Successful healing requires proper jewelry that is more complex than simply using a labret stud, which will reject. Effective transdermal jewelry generally resembles a flattened pretzel, a figure eight, a clover, or even just a strip, with a short bar coming out at ninety degrees. The holes in the base are intended to help anchor the jewelry by allowing tissue to grow through them and closing up the pocket that was created during insertion. Making this specialized jewelry requires advanced machining facilities or titanium casting access.


Performing the implant procedure requires advanced tools, techniques, and an experienced hand. The procedure itself involves making an incision approximately an inch from the desired implant location, creating a pocket under the skin for the jewelry to reside in, and exposing the bar through a hole created by cutting or dermal punch.

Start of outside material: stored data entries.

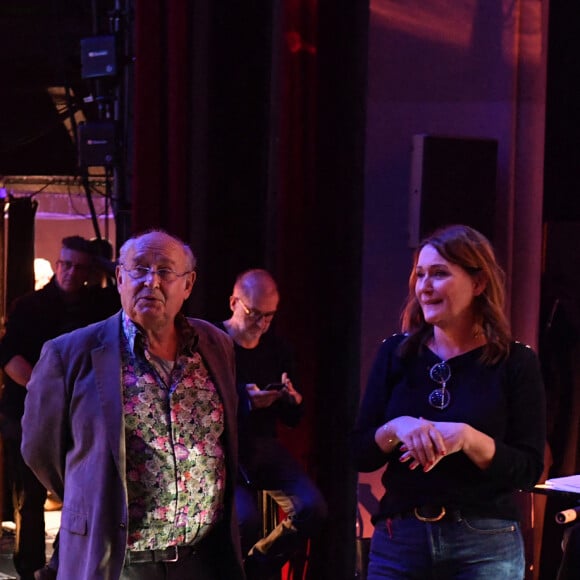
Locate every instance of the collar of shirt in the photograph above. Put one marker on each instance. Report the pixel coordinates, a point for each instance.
(137, 339)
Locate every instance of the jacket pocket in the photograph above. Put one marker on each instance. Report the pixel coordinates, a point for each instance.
(73, 522)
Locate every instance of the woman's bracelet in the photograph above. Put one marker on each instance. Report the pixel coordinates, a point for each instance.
(391, 438)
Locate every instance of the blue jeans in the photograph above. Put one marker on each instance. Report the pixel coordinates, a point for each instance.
(273, 469)
(470, 549)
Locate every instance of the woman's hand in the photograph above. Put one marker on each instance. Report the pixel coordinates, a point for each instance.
(422, 442)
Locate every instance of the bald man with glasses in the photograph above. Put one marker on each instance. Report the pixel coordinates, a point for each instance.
(265, 371)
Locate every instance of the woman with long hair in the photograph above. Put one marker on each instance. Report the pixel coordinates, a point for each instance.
(455, 409)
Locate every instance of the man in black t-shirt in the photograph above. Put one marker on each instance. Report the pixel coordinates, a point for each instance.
(64, 304)
(264, 373)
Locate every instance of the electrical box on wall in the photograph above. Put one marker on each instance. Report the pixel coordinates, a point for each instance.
(453, 181)
(98, 56)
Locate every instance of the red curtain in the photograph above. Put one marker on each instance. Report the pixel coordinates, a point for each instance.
(159, 196)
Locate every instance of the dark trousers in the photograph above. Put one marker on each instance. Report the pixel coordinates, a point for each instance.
(207, 560)
(28, 497)
(273, 469)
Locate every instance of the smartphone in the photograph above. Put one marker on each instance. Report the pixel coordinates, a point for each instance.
(274, 386)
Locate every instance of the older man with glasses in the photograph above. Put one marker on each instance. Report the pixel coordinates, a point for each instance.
(64, 304)
(141, 430)
(265, 371)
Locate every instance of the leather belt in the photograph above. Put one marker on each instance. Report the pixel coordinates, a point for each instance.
(169, 554)
(430, 514)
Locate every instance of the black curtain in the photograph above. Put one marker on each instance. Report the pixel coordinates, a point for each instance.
(20, 248)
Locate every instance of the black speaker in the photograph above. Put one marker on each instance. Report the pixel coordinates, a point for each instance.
(98, 57)
(96, 143)
(453, 181)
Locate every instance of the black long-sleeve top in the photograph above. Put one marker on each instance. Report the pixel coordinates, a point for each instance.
(505, 400)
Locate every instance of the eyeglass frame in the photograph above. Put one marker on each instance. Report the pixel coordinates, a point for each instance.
(159, 272)
(254, 313)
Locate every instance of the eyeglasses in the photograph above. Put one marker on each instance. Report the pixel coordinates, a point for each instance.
(164, 274)
(68, 265)
(255, 314)
(440, 397)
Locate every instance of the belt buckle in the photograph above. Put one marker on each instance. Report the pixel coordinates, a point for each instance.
(436, 518)
(176, 556)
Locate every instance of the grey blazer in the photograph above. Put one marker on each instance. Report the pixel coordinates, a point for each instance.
(73, 440)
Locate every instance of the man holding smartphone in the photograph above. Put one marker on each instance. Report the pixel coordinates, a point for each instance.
(264, 372)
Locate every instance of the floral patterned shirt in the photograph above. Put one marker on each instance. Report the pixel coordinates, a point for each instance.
(174, 419)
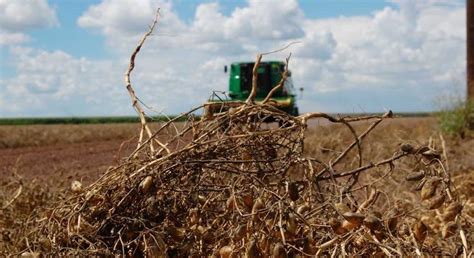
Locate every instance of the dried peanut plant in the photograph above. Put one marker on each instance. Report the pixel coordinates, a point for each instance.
(230, 184)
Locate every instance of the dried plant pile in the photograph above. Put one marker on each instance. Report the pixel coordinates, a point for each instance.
(231, 185)
(241, 186)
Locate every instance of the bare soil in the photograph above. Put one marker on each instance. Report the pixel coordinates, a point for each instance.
(84, 152)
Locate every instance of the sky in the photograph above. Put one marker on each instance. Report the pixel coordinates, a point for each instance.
(68, 57)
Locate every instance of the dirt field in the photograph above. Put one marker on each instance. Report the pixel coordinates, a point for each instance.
(83, 152)
(46, 159)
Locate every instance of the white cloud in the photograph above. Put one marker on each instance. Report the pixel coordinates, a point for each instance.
(398, 58)
(19, 16)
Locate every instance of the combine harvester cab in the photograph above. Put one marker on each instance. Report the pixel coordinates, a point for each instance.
(240, 85)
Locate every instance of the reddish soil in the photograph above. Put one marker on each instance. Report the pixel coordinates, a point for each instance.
(81, 161)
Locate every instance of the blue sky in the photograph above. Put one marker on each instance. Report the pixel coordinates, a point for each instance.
(67, 58)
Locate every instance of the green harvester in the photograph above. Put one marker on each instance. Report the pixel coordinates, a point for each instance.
(269, 75)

In most cases, the procedure goes like this:

1. The location where the transdermal passes through the skin is marked, as well as an incision point (usually an inch or two away). 2. The incision is opened with a scalpel and a dermal elevator (often a septum elevator) is used to create a pocket to slide in the implant. 3. Using a dermal punch or scalpel, and using the elevator as a backing (so underlying tissue isn't damaged), the hole that the implant will pass through is made. 4. Through the first incision, the base of the transdermal is slid in, until its post passes through the hole. If the implant is two parts, the top half is screwed on. 5. The initial incision is closed with sutures or suture tape.

Healing and Aftercare

It is very important to note that transdermal implants can be very difficult to heal. Many tend to stay in a continual state of "not fully healed" and often have scarred and irritated skin surrounding them. Healing can take up to two years to complete. Rejection can occur even after the transdermal is fully healed if it is accidentally bumped (though this is true of any surface piercing as well). However, while success is by no means guaranteed, there are several people who have managed to keep theirs for several years, even as long as a decade or more.